Item #3 is the Podcast The Sound Of Young America at maximumfun.org. The name is a bit misleading as it's not a Youth Radio type deal where the oldest person involved in the production is still in high school (not that there's anything wrong with that - Youth Radio on WFHB is great), rather it's America's Radio Sweetheart Jesse Thorn interviewing a good mix of people I've heard of (Patton Oswalt, Upright Citizen's Brigade, Steven Wright, Colin Hay aka the singer from Men at Work, 2 guys from The Wire, etc) and people I had never heard of (The hosts of '7 second delay', Dan Deacon, etc) previously, but am glad that I now have. It is consistently good and hopefully Jesse achieves radio domination much like Ira Glass before him.
Items #4 and #5 are Frederator and its retro counterpart, re-Frederator.
Frederator hosts the series 'Meth Minute39' by animator Dan Meth, which has provided the world with such gems as 'Mike Tyson's Brunch-Out!', 'The Wang Warriors', and the classic mixture of real watermelon footage and unbelievably catchy music that is 'Watermelon Nights'. The weekly podcast compiles collections of cartoons by various artists, and is a mixed bag, but worth subscribing to for animation fans. If you are an eggplant, you wouldn't dig it, man.
Re-Frederator also puts out a podcast, this one focusing on very old cartoons, as in cartoons from the 30's and 40's. My daughter and I have bonded over the antics of Ub Iwerks' 'Flip The Frog' and have found that Little Lulu's 'Bargain Counter Attack' still works for 4-year-old girls in 2008, who have been brought up watching the likes of Dora, Bob The Builder, and the Backyardigans (who IMHO are far superior to Dora and Bob).
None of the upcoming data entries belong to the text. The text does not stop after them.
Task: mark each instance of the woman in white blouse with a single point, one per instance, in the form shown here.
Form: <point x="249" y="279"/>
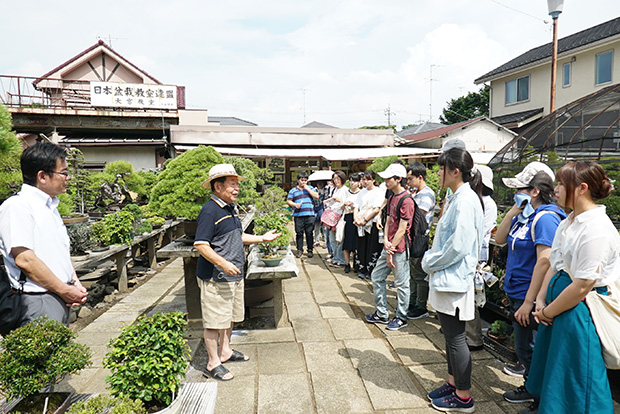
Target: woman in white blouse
<point x="568" y="372"/>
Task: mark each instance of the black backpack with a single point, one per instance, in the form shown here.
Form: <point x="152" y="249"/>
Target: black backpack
<point x="417" y="240"/>
<point x="10" y="303"/>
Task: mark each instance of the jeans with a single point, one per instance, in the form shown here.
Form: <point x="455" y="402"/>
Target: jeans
<point x="336" y="248"/>
<point x="304" y="225"/>
<point x="525" y="336"/>
<point x="401" y="280"/>
<point x="419" y="286"/>
<point x="459" y="358"/>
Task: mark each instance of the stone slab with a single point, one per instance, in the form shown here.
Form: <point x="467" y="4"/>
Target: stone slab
<point x="284" y="393"/>
<point x="350" y="329"/>
<point x="282" y="358"/>
<point x="312" y="330"/>
<point x="340" y="391"/>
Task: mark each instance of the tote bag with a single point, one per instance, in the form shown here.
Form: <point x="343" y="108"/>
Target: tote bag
<point x="330" y="218"/>
<point x="605" y="311"/>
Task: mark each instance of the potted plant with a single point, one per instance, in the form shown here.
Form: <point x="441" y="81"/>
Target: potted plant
<point x="108" y="404"/>
<point x="498" y="331"/>
<point x="36" y="356"/>
<point x="148" y="359"/>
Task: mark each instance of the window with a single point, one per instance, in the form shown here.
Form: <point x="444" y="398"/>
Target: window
<point x="518" y="90"/>
<point x="567" y="70"/>
<point x="603" y="67"/>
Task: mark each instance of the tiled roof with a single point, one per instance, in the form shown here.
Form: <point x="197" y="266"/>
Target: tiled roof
<point x="230" y="120"/>
<point x="580" y="39"/>
<point x="102" y="44"/>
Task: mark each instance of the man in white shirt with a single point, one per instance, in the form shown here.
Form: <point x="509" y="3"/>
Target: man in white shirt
<point x="34" y="240"/>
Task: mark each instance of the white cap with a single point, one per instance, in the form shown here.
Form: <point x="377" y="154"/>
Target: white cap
<point x="394" y="170"/>
<point x="453" y="143"/>
<point x="523" y="179"/>
<point x="221" y="170"/>
<point x="487" y="176"/>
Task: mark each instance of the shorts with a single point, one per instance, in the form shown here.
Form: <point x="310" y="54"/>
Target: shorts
<point x="222" y="303"/>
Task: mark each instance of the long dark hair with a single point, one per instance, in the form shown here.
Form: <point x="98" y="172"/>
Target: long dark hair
<point x="458" y="158"/>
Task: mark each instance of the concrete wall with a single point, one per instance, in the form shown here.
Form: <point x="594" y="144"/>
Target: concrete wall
<point x="142" y="158"/>
<point x="582" y="83"/>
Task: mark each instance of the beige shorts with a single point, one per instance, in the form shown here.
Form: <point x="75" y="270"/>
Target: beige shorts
<point x="221" y="302"/>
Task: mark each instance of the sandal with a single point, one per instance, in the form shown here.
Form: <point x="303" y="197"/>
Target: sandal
<point x="218" y="373"/>
<point x="237" y="356"/>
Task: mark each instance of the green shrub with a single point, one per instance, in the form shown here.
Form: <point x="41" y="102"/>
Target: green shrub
<point x="106" y="404"/>
<point x="37" y="355"/>
<point x="148" y="359"/>
<point x="178" y="192"/>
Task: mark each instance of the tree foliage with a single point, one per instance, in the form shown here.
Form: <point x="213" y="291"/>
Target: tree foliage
<point x="470" y="106"/>
<point x="10" y="153"/>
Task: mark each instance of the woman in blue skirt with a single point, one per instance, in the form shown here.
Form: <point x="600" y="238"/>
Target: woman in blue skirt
<point x="568" y="373"/>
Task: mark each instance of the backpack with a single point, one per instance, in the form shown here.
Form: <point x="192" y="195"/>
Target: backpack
<point x="10" y="303"/>
<point x="417" y="239"/>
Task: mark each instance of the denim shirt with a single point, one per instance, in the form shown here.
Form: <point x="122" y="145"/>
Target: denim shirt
<point x="451" y="262"/>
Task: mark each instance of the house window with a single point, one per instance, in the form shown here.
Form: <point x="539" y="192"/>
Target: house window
<point x="518" y="90"/>
<point x="567" y="70"/>
<point x="603" y="67"/>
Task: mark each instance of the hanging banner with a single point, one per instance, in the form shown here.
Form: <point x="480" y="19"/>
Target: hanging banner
<point x="133" y="95"/>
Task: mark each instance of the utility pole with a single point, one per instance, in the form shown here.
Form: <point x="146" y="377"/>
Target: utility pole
<point x="389" y="114"/>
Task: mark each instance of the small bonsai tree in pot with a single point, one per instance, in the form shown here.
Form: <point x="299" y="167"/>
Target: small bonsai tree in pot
<point x="36" y="356"/>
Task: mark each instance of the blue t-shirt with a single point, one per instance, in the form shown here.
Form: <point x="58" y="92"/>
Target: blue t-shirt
<point x="304" y="198"/>
<point x="522" y="249"/>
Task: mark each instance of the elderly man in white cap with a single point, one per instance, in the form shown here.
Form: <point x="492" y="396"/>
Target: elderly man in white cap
<point x="220" y="240"/>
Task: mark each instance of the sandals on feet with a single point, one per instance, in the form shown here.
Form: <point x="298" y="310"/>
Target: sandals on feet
<point x="218" y="373"/>
<point x="237" y="356"/>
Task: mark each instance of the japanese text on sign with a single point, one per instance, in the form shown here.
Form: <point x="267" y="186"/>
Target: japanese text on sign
<point x="131" y="95"/>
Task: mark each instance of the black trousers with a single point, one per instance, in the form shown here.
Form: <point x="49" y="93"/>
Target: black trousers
<point x="304" y="224"/>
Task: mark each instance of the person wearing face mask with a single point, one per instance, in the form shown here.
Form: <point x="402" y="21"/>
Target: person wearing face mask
<point x="528" y="228"/>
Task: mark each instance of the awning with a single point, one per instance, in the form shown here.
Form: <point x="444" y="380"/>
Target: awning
<point x="330" y="154"/>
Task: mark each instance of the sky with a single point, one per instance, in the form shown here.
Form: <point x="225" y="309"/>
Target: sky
<point x="285" y="63"/>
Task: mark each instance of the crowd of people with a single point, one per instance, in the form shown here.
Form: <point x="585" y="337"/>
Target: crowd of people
<point x="554" y="260"/>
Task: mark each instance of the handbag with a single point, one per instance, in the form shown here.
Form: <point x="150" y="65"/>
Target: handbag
<point x="10" y="303"/>
<point x="605" y="311"/>
<point x="330" y="218"/>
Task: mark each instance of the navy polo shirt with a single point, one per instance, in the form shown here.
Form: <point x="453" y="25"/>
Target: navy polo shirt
<point x="219" y="227"/>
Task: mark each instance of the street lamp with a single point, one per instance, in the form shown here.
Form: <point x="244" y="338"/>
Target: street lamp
<point x="555" y="8"/>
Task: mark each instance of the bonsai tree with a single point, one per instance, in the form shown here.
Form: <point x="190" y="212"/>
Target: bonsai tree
<point x="149" y="358"/>
<point x="37" y="355"/>
<point x="10" y="153"/>
<point x="178" y="192"/>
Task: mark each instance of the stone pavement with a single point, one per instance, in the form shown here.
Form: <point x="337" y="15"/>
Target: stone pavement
<point x="327" y="360"/>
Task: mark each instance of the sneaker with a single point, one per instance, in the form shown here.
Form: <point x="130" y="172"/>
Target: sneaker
<point x="520" y="395"/>
<point x="374" y="318"/>
<point x="444" y="390"/>
<point x="532" y="409"/>
<point x="396" y="324"/>
<point x="417" y="313"/>
<point x="452" y="402"/>
<point x="516" y="370"/>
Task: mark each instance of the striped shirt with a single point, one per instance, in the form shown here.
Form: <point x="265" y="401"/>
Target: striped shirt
<point x="304" y="198"/>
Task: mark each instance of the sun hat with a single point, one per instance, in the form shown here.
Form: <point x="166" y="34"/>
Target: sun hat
<point x="453" y="143"/>
<point x="523" y="179"/>
<point x="487" y="176"/>
<point x="394" y="170"/>
<point x="221" y="170"/>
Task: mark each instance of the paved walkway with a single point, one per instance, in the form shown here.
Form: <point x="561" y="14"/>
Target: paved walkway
<point x="327" y="360"/>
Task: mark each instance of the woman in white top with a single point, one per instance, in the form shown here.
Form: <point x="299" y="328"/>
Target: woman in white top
<point x="568" y="372"/>
<point x="336" y="203"/>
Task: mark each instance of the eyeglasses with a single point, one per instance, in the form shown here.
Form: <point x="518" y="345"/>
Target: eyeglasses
<point x="63" y="173"/>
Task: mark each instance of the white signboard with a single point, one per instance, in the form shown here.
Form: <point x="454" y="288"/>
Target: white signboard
<point x="133" y="95"/>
Re-Frederator doesn't whitewash (ha.) the past, and has featured old cartoons with stereotypes and attitudes from the 30s and 40s, including 'Plane Dumb' and 'Little Black Sambo'. These are interesting to watch now, although with people like Imus and Michael 'He's a N*****! He's a N******!' Richards running around, we probably can't look down on how it was in grandpa or great grandpa's day as much as we'd like. On the other hand, it is true they didn't have the Internet back then, and that really had to suck.
Be back hopefully in less than several weeks!